Sarah Armstrong has as wonderful way of dropping you right into the tense Cold War atmosphere of the 1970s, but she comes at her subject in a way I have not experienced before, and I like it! Her protagonists are not the usual characters you expect to see in an espionage yarn. In this case, Ted is completely unprepared for the reality of Moscow life with its threats, be they real or imagined, and he makes terrible blunders while trying to negotiate these strange surroundings, but he is also struck by the opportunities that exist for people with a working class background who want to prove themselves in the Communist world. This makes him ideal prey for those with an ideological agenda, especially the KGB - and it helps that he has a few money problems at the same time. Ted is heading for danger... but no spoilers from me!

I love the way Armstrong explores the side of Cold War politics that we seldom see in spy thrillers: the exploration of class and sex in the world of political change is particularly intriguing. But more than anything it is the way she approaches her subject as a whole.

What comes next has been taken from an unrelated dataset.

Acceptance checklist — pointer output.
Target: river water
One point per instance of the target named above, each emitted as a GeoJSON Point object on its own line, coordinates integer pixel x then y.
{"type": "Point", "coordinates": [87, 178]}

Yes, we have the violence associated with any story that focuses on a political system that is based on fear and oppression, but this happens in the wings in her books. Instead she chooses to show us the more insidious, velvet glove side of the business, rather than the blunt instrument to the head - the subtle manipulation of the vulnerable and disaffected, the gentle persuasion, the way temptation can be used to direct someone and sway them to your cause. This is glorious, intelligent writing about games within games, that keeps you interested in a way that pure violence never can.

There is so much to admire in this book, just as in the first Moscow Wolves novel. Much of this can be read as a standalone story, with characters cropping up from the first book, but you do really need to have read book one to understand quite what is playing out on the Moscow stage, and where the ending takes you. Everything is beautifully set up for the next novel, and I cannot wait to read it.

The Starlings of Bucharest is available to buy now from your favourite book retailer. You can also find my review of book one, The Wolves of Leninsky Prospekt HERE.

Thank you to Sandstone for sending me a paperback copy of this book in return for an honest review and for inviting e to be part of this blog tour.

About the author:

Sarah Armstrong is the author of three novels, most recently The Wolves of Leninsky Prospekt. She is also the author of A Summer of Spying, a short non fiction work about her experience of jury service during the Covid-19 pandemic, authority, truth, and the surveillance we are all exposed to.

She teaches undergraduate and postgraduate creative writing with the Open University.

Sarah lives in Colchester with her husband and four children.